In other areas, such as dairy, Australian producers will be able to send nearly three times as much of current tariff quota product to the United States from year one of this agreement. This will be worth around $60 million in the FTA's first year. Very importantly, Australia's single desk arrangement for wheat marketing will remain unchanged, as will the arrangements for single desk marketing of sugar, rice and barley. Sugar has certainly been one of the contentious issues of this agreement. Labor would have you believe that the sugar industry will be damaged by this agreement, but essentially the industry will be no worse off under the FTA and has had a generous package provided by the government in lieu of inclusion in the FTA—about $400 million. Australia already has limited access for sugar into the US. The US is also a large producer of sugar and also heavily subsidises its own sugar producers. We do not like that, but that is the United States's decision and we respect it.

Delay or denial of this FTA legislation will not simply defer the opportunity. To think that a Labor government headed by Mr Latham could renegotiate this agreement is just fanciful. To imagine for one moment that the United States would wish to sit down with Mr Latham to talk about the niceties and refining of an FTA—

Senator Forshaw —John Kerry will—`President John Kerry'.

Senator SANDY MACDONALD —John Kerry has to get there yet; he is not elected yet. John Kerry is about as persuasive and convincing as Mr Latham. By the time the election comes, people might see through Mr Kerry as they see through Mr Latham. Put simply, today, the day President Bush signed this document, we are debating a delicately balanced set of undertakings between three extremely close strategic and economic allies that also happen to be among the world's most sophisticated and open economies.

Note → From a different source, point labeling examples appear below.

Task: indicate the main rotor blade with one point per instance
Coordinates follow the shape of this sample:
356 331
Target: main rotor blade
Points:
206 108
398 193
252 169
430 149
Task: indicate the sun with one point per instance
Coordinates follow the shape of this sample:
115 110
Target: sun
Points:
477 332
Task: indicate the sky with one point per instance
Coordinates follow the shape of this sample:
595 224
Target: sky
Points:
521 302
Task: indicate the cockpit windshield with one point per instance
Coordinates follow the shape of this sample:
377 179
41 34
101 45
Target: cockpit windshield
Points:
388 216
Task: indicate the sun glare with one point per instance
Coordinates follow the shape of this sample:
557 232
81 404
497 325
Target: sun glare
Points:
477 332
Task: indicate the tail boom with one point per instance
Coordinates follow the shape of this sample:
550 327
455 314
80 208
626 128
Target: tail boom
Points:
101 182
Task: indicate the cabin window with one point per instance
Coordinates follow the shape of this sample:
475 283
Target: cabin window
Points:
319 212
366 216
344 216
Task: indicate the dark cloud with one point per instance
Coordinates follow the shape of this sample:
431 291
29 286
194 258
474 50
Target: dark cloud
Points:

That is the case with Australia and the United States: we have a very sophisticated relationship with the United States in terms of both our economic relationship and our trade relationship. Much to the chagrin of our political opponents, we now have a strategic relationship that is closer than ever. It is in Australia's interest to have that as we develop our trade relationships in northern Asia and given the problems that are occurring there. It is very important that we build on our relationship with the United States. We do not want to leave one stone unturned or leave one day standing when it comes to improving that relationship. Neither country achieved all that it might have wanted out of these negotiations—far from it. Certainly, on balance, we have a relationship and a trade arrangement that is very strong and potentially of great benefit to both countries.

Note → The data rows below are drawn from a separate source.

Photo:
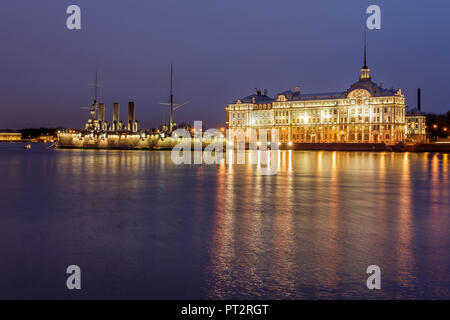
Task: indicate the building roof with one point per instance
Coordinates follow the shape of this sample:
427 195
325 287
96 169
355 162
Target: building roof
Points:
415 112
255 98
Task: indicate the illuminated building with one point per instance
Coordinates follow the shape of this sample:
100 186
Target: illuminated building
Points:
365 113
416 123
10 136
415 126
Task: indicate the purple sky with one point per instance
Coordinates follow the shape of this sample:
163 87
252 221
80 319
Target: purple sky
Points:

Australia has not compromised the elements vital to the wellbeing of Australia or Australians. It was a fantastic effort by Mark Vaile. He was given the riding instructions by the government—I am sure by cabinet—to go in and fight for the best agreement he could win. He played his hand extremely well—much better than Mr Latham has played his hand over the FTA in the last little while. The government preserved our best-practice regime for Australian quarantine, which is so important to preserving our clean and green island nation status. We preserved the PBS. We also preserved the right to ensure local content in Australian broadcasting and audiovisual services. To not sign this FTA will damage Australia because it will erode Australia's competitive position in the United States market over time—as our competitors in the US will obviously be able to negotiate trade access, which will impact adversely on us. To stand still is to go backwards.

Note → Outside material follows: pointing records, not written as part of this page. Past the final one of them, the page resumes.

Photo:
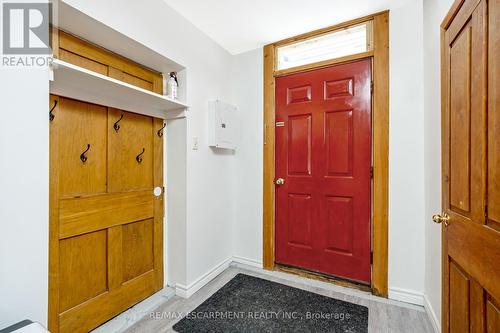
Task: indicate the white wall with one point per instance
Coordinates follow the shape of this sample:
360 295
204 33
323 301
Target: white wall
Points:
406 211
434 12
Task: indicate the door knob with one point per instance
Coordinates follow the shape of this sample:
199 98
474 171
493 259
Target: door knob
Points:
441 218
279 181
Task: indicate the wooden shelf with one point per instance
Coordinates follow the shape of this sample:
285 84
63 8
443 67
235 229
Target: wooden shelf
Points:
82 84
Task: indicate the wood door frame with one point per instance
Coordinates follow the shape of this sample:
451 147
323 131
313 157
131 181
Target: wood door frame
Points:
380 142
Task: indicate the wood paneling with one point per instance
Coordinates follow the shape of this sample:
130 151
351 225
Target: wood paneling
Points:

This is an opportunity timed to perfection and too good to miss. It is good for Australia, it is good for the citizens of Australia and it builds on the opportunities available to us and our children. It is an exciting opportunity—the most exciting opportunity, as I have said, I have seen during my time in the Senate. We should seize that opportunity. It will not come again, and it certainly will not come with a Latham Labor government.